Attorney General Beau Biden’s office compelled the city and White Oak Solar Energy to reveal the complicated contract to the public in late summer.

“Some of the requested documents had to do with proprietary information that will affect [White Oak’s] competitiveness,” Biden said. “I hear that argument all the time. I’m confident that sometimes that is the case. But I think sometimes that maybe is not the case.”

It is common in the utility industry to protect this kind of proprietary information, said Dover City Councilman David Bonar, the ombudsman for the Delaware Public Service Commission.

“If we disclosed the price it would possible jeopardize their bids on other projects,” Bonar said.

After receiving the contract, David T. Stevenson, director of the Caesar Rodney Institute’s Center for Energy Competitiveness, pointed out that electricity rates for local residents and businesses will go up $65 million during the next 20 years.

“The cost will be shared by Dover Electric Utility customers, electric customers around the state and by taxpayers, Stevenson said.

While residents will pay about $17.25 a year more, he predicted commercial users could pay $35,000 more per year. The forced use of green energy is one of the things hampering Delaware’s economy, said Stevenson, who has a degree in economics from Rutgers and is retired from DuPont.

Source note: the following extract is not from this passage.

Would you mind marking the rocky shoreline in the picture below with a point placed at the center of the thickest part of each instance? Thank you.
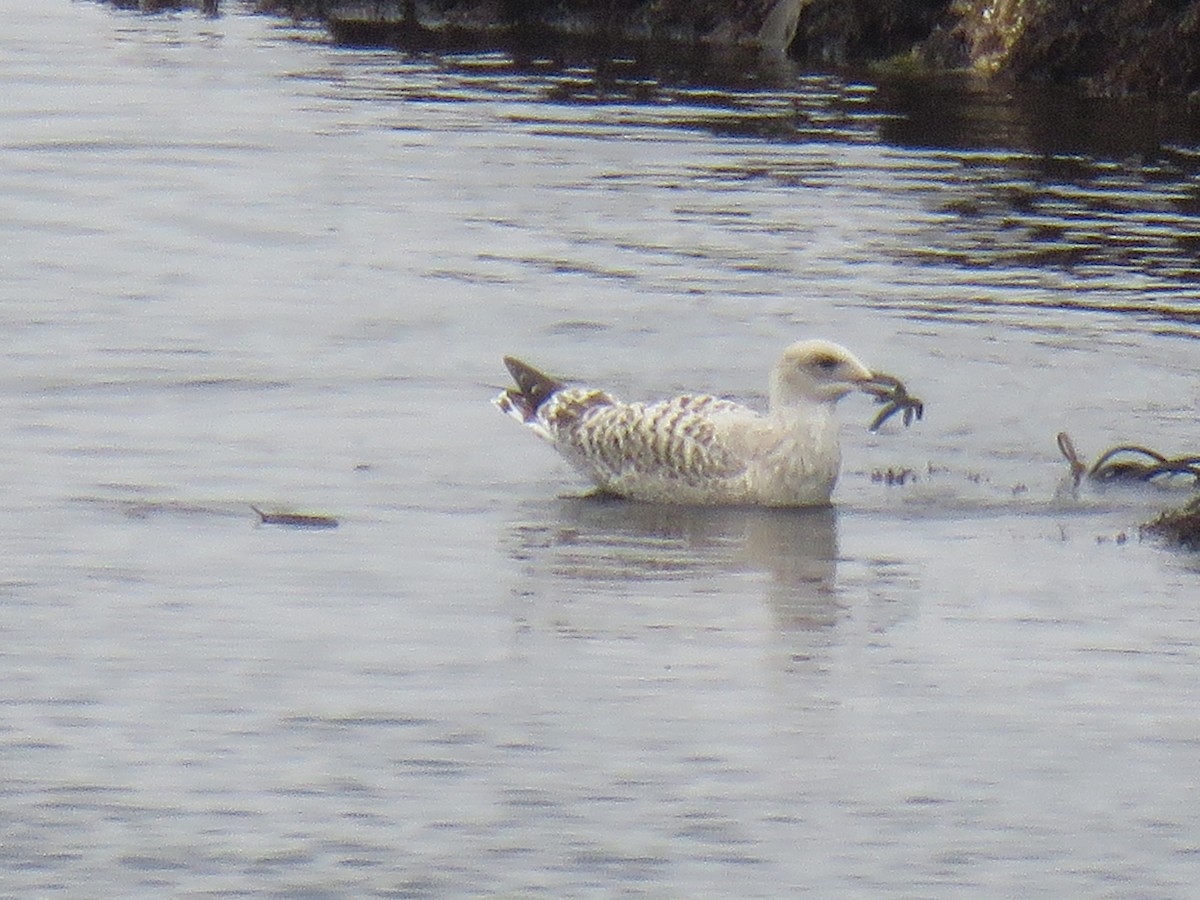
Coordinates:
(1121, 48)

“We can’t attract new manufacturing here and we can’t get them to expand,” he said. "And other manufacturers leave. We’re trying to reduce electricity rates. Wherever possible, the market should dictate what sells and what doesn’t.”

But, as pointed out by Stevenson, Dover residents will pay just $17.25 more a year because of solar energy, Dover spokeswoman Kay Sass said.

“That works out to $1.43 a month,” she said.

As for solar energy causing businesses to struggle, Sass said it was important to keep things in perspective.

“Personally, I don’t think that electric rates are what is making or breaking businesses right now,” she said. “Does it play a role? Absolutely. But so does our entire economy.”

Dover simply followed state mandates in opening up Dover SUN Park, Dover Public Utilities Director Ron Lunt said. Delaware has mandated that 25 percent of utilities’ energy must come from renewable energy by the year 2025, Lunt said.

“So, our consumers are going to have to have renewable sources in our portfolio,” he said.

The park is putting out approximately 17,000 megawatts of power, which amounts to 17,000 Solar Renewable Energy Credits (SRECs), Lunt said. Of that, Dover is buying 15 percent of the SRECs, the Delaware Municipal Electric Corporation, a consortium of the nine Delaware cities that own electric utilities, is buying 15 percent and Delmarva Power is buying the rest.

Dover City Councilman David Anderson is not against green energy and he is not against this contract per say.

Editor's Note: This article was revised to clarify Dover City Councilman David Anderson's stance on the city's contract with White Oak Solar Energy. He does see the contract as imposing on individual liberty. Rather, he sees the state's Renewable Portfolio Standard Compliance (RPS) and the Regional Greenhouse Gas Initiative (RGGI) requirements as leading to an assault on individual liberty.

But Anderson sees the impetus behind this contract an assault on individual liberty. Namely, Anderson takes umbrage with the state Renewable Portfolio Standard Compliance (RPS) and Regional Greenhouse Gas Initiative (RGGI) requirements. These regulations could lead to an assault on individual liberty due to the fact they will artificially cause either high costs or rationing, Anderson said.

“The state has forced us into a corner -- not just us but every utility that produces electricity,” he said. “We can’t possibly meet that 25 percent standards without either raising rates or rationing electricity.”

Bonar said there could be no debate about solar energy’s positive impact on the environment since it reduces the amount of carbon-based fuel. But it is expensive right now. 

“The prices will come down over time,” he said. “It’s just whether society has the patience to wait for them to come down.”